Qu’est‐ce qui vous a séduit dans son projet d’Academy ?
C’est qu’il nous aurait été impossible de le faire sans la proposition de Patrick, impossible de monter un projet sportif tout en restant uni en tant que famille. En Amérique, on serait obligé de consacrer un temps énorme à la progression de nos enfants tout en prenant un job à plein temps pour pouvoir soutenir ce projet financièrement. On repasserait à la maison, on repartirait au club, on conduirait les enfants, on ne rentrerait pas avant 11 heures tous les soirs. Ce serait impossible. Ici nous avons tout sur place, les courts, les entraîneurs, un masseur. Ici on peut voir une blessure arriver. Ici on essaye d’envisager tous les obstacles qui peuvent se mettre en travers de sa route.
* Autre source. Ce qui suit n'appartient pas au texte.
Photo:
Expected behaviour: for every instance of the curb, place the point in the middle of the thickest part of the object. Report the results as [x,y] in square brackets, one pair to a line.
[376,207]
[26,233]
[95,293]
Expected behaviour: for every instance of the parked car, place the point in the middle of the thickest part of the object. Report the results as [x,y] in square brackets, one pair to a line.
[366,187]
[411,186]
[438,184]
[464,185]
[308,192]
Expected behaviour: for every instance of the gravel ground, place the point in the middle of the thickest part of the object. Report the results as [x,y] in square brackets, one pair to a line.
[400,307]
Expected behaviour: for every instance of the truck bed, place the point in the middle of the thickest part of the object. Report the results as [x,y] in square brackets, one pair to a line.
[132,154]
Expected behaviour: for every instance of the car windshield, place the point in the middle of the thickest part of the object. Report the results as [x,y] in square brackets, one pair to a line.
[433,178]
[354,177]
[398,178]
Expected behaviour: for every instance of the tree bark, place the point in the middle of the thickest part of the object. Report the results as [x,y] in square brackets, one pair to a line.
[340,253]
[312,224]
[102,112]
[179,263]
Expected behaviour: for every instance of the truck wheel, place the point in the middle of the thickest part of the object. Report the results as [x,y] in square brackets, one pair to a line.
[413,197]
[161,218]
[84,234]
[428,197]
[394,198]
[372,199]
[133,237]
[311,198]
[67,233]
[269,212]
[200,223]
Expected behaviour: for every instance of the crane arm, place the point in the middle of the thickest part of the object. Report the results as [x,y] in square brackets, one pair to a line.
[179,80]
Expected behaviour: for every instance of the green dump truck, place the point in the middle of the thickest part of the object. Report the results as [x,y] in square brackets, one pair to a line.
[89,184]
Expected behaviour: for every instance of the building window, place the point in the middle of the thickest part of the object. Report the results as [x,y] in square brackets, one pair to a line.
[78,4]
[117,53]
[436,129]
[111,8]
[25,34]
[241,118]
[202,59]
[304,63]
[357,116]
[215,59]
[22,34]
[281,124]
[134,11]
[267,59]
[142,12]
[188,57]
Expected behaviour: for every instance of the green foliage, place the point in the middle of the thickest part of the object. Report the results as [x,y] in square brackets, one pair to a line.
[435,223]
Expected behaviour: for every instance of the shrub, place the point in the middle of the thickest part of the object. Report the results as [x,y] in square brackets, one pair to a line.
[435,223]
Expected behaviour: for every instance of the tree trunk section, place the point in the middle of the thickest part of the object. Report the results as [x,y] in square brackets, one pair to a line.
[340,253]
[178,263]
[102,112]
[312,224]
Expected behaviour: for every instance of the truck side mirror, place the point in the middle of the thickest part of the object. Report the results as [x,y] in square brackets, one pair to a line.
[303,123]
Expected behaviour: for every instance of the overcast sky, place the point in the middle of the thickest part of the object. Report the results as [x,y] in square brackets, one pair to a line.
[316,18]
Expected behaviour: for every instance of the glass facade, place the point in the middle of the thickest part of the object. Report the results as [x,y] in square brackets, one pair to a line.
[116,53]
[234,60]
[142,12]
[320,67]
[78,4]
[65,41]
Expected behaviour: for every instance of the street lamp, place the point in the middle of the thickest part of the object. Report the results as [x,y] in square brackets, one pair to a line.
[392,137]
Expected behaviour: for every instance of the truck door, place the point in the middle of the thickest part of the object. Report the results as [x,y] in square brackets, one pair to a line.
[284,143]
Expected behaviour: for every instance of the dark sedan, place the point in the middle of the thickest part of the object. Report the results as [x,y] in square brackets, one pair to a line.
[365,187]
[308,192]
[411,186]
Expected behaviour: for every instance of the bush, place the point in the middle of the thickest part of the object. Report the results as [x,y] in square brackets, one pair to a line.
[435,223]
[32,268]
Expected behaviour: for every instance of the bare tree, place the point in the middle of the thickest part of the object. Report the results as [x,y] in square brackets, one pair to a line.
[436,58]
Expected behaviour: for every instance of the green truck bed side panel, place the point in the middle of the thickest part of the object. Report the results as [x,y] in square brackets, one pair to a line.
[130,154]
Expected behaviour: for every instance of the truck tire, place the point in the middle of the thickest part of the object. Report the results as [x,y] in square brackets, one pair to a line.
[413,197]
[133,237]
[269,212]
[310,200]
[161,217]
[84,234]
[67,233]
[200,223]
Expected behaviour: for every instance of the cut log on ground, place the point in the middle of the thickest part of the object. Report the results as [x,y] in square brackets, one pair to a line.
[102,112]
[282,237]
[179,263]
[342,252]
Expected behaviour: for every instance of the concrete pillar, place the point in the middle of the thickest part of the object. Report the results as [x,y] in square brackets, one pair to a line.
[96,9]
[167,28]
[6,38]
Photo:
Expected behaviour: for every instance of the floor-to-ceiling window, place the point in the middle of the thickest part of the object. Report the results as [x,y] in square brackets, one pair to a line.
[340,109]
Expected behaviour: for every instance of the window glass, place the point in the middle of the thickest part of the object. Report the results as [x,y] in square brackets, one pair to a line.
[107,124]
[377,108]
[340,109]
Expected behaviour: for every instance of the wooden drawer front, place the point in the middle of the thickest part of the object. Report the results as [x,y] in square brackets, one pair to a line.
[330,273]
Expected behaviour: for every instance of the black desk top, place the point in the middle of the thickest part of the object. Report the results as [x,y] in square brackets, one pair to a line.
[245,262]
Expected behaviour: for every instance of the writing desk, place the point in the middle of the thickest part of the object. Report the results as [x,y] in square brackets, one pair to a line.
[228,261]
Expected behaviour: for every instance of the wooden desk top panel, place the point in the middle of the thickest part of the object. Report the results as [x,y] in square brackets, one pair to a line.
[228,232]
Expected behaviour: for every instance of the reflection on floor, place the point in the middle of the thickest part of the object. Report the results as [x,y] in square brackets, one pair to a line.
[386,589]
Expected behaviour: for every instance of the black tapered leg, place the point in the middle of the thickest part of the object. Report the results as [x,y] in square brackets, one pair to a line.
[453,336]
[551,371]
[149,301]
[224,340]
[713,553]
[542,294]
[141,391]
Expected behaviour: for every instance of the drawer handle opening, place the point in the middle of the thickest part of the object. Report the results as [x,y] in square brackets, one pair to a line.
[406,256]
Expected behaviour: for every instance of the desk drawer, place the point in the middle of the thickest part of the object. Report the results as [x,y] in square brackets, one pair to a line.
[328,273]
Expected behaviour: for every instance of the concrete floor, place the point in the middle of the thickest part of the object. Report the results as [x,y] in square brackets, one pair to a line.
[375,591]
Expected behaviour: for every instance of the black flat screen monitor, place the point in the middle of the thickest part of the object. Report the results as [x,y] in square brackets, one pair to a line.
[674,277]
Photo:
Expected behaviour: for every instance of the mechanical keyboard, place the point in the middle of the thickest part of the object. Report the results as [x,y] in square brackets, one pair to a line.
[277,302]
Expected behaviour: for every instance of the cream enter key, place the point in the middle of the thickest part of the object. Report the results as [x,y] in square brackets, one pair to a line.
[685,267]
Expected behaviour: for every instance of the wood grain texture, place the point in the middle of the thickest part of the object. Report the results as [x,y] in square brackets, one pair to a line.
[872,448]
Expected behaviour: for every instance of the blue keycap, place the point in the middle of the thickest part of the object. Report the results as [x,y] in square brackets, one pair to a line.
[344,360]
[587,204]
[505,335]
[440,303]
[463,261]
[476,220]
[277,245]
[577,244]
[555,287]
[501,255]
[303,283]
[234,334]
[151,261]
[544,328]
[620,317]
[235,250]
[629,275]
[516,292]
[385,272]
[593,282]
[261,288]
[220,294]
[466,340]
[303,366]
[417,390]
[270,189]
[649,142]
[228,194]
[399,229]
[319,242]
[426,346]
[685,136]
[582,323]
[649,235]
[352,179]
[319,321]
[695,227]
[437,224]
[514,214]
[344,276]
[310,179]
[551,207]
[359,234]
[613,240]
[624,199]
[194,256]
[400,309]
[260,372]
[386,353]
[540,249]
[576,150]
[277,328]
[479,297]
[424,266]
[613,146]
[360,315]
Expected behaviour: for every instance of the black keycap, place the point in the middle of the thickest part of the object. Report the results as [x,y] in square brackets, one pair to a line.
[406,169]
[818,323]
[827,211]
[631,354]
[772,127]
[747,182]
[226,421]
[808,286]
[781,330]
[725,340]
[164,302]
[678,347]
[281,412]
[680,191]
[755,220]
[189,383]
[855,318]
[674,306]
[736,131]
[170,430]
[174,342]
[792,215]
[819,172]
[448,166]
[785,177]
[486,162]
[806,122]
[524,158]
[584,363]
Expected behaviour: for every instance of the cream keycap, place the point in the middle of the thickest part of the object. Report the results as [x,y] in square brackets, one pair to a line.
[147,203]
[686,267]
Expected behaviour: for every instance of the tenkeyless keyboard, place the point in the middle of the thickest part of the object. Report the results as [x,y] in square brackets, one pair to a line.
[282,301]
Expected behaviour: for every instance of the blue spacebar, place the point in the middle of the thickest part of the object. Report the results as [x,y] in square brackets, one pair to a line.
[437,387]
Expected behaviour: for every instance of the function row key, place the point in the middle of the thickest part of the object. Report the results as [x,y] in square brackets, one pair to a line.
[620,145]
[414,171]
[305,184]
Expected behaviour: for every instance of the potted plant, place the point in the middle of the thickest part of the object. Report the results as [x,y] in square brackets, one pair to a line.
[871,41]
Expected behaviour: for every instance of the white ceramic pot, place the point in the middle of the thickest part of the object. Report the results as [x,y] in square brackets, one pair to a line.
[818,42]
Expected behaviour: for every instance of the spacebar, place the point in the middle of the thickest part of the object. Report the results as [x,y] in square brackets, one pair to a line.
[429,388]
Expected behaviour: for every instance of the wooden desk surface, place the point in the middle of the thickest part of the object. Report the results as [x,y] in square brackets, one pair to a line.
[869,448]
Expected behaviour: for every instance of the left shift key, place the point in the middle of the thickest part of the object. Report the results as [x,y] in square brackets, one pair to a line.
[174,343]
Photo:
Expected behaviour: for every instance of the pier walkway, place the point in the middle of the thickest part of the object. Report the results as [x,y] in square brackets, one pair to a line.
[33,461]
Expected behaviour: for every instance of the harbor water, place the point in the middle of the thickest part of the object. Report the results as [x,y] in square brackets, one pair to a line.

Vous venez des Etats‐Unis, vous vivez en France, apprendre une autre langue comme Jan, est‐ce que c’est important ?
Oui c’est très important de voyager et d’apprendre des langues. Imaginez que Jan devienne un tennisman professionnel et qu’il gagne…Roland-Garros, et au moment de s’adresser à tout le monde parle français. Ce sera quelque chose quand même ! Et je sais que les Français seront heureux d’avoir une part de cette victoire parce qu’il a été élevé ici. Nous avons une vision mondiale de ce sport et non une vision de super américain où il n’y aurait rien en dehors des Etats‐Unis. Regardez cette mappemonde derrière nous, le monde est gigantesque. Jan devra aller jouer partout en Belgique, en Allemagne, en Finlande parce que ce monde est gigantesque. Il aura une vision plus large qu’un gamin qui n’est resté qu’en Californie.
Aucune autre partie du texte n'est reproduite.